Masuo a trois oncles : Isamu (Hosei Komatsu), communiste, Mamoru
(Mutushiro Toura), Susumu (Fumio Watanabe), en prison pour crimes de
guerre, et une tante, Setsuko (Akiko Koyama). Son présents également
sa cousine Ritsuko, son cousin Tadashi (fils de Susumu) et Terimichi,
son oncle à peine plus âgé que lui et né d’une liaison adultère
de Kazuomi.
Les
trois générations vont se rencontrer en 1952 pour l’enterrement
de la mère de Masuo. Il est désormais étudiant et joue au
base-ball. Il succombe au charme de sa tante Setsuko avec laquelle il
perd sa virginité. Kazuomi, en tant que patriarche, s’arroge un
droit de cuissage sur elle. Setsuko n’est pas sa fille légitime,
il l’a adoptée. Il exerce ainsi son pouvoir tyrannique sous les
yeux de Masuo, comme pour encore plus les humilier. La troisième
cérémonie se déroule en 1956 lors du mariage de l’oncle
communiste. Susumu est sorti de prison et il ne dira pas un mot. Son
fils Tadashi, devenu policier, est partisan d’un mouvement
d’extrême droite. Chaque invité chante une chanson révélant sa
personnalité et la division politique de la famille : une chanson
nationaliste, l’Internationale, une chanson de geisha. Le lendemain
du mariage, Setsuko est retrouvée morte, un sabre planté dans le
ventre. Kazuomi déclare que c’est un suicide. Masuo pense que son
grand-père l’a tuée.
Masuo
se marie en 1961. Son grand-père a choisi l’épouse présentée
par le maître de cérémonie comme une jeune fille japonaise pure et
parfaite. La salle est remplie d’invités dont toute la famille
Sakurada. Seulement voilà, la mariée s’est faite porter pâle.

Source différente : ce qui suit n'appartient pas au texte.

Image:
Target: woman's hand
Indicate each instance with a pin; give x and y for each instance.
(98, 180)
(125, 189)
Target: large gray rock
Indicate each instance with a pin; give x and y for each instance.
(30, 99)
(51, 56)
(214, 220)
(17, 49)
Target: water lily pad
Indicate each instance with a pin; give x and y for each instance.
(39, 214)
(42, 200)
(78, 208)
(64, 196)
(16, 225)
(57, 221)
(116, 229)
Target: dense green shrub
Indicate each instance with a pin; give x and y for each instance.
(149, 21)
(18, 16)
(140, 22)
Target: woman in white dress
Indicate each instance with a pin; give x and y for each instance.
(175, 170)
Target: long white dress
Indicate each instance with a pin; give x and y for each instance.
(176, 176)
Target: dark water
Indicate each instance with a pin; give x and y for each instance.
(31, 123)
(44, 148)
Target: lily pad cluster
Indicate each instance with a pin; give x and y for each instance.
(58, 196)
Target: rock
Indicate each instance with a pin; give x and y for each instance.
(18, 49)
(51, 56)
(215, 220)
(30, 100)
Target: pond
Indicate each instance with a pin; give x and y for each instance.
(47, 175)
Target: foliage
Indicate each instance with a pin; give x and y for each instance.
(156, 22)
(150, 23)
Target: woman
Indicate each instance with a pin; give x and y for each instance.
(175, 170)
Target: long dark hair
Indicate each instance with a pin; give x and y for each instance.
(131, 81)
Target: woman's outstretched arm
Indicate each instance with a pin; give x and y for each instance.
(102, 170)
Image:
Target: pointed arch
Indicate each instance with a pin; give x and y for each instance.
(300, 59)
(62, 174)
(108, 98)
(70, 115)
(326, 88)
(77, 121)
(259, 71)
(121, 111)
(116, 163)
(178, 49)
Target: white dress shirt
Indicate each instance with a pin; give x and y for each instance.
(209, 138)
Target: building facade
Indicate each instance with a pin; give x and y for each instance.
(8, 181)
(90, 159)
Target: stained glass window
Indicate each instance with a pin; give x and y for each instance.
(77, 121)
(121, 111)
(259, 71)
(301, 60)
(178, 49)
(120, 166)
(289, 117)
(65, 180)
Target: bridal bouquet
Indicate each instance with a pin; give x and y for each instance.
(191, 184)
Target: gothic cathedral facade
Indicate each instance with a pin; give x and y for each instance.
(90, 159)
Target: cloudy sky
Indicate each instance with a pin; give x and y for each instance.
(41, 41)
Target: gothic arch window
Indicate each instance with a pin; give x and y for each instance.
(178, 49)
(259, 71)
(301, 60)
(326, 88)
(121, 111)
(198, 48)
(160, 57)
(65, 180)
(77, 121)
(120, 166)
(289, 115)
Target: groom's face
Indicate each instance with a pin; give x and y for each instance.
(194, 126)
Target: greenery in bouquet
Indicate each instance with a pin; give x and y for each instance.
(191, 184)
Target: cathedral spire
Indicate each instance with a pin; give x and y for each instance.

Cela n’empêche pas la cérémonie de se poursuivre, Masuo tenant
la main à une personne invisible. Kazuomi assume son rôle de
patriarche devant ce mariage grotesque qui sera perturbé par
Tadashi, venu lire une déclaration d’extrême droite. Sorti manu
militari de la pièce, on apprend qu’il s’est fait renversé par
une voiture. Le grotesque se poursuite quand Masuo saute sur son
grand-père simulant sa nuit de noces. Puisque l’épouse est
absente et que Kazuomi l’a choisie, il peut tout aussi bien la
remplacer. Enfin, dans un dernier geste de folie, il enlève le
cadavre de Tadashi de son cercueil, se déshabille et s’y couche
dedans. Sa cousine Retsuko l’y rejoindra.
Masuo
ne verra plus sa famille jusqu’en 1971 lors de l’enterrement de
son grand-père. En tant qu’héritier, il doit présider à la
cérémonie. Ce rôle, parodiant celui de Kazuomi, il le refuse.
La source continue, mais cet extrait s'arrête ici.